Najbardziej zagrożone są małe dzieci poniżej 2 roku życia i osoby powyżej 65 roku życia - Sanepid odnotowuje na Pomorzu coraz więcej w skali kraju przypadków zachorowania na inwazyjną chorobę pneumokokową. Dla najmłodszych darmowe szczepienia dostępne są już od 2017 roku, teraz trwają prace nad sfinansowaniem programu szczepień dla starszych osób. O korzyściach szczepień dla dzieci i dorosłych mówiono podczas konferencji "Zdrowie-Człowiek-Profilaktyka".



Korzystasz ze szczepień przeciw pneumokokom?

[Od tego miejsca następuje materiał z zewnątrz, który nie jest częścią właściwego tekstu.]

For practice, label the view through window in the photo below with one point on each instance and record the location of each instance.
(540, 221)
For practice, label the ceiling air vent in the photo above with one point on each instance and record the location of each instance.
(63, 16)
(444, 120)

- W obecnych czasach można stwierdzić, że istnieje zagrożenie powrotu niektórych chorób, które - wydawałoby się - już nam nie zagrażają, dlatego trzeba twardo mówić o tym niebezpieczeństwie, promować działania zachęcające do szczepień. Na Pomorzu wszystkie instytucje, które działają na rzecz zdrowia, działają na rzecz szczepień - mówił wicemarszałek Paweł Orłowski.
Kwestia szczepień niestety wciąż budzi wiele kontrowersji, ma zarówno swoich zwolenników, jak i wielkich przeciwników. Efektem tej sytuacji jest m.in. fakt, że w tej chwili na terenie woj. pomorskiego mamy ok. 2,7 tys. nieszczepionych dzieci, a według ekspertów z Sanepidu będzie ich coraz więcej. Jak powiedział Tomasz Augustyniak, dyrektor Wojewódzkiej Stacji Sanitarno-Epidemiologicznej w Gdańsku "zbliżamy się do tego etapu, gdzie poziom nieszczepionych osób zbliża nas do sytuacji epidemiologicznej". Duży wpływ na taką sytuację mają osoby, które zniechęcają rodziców do szczepień.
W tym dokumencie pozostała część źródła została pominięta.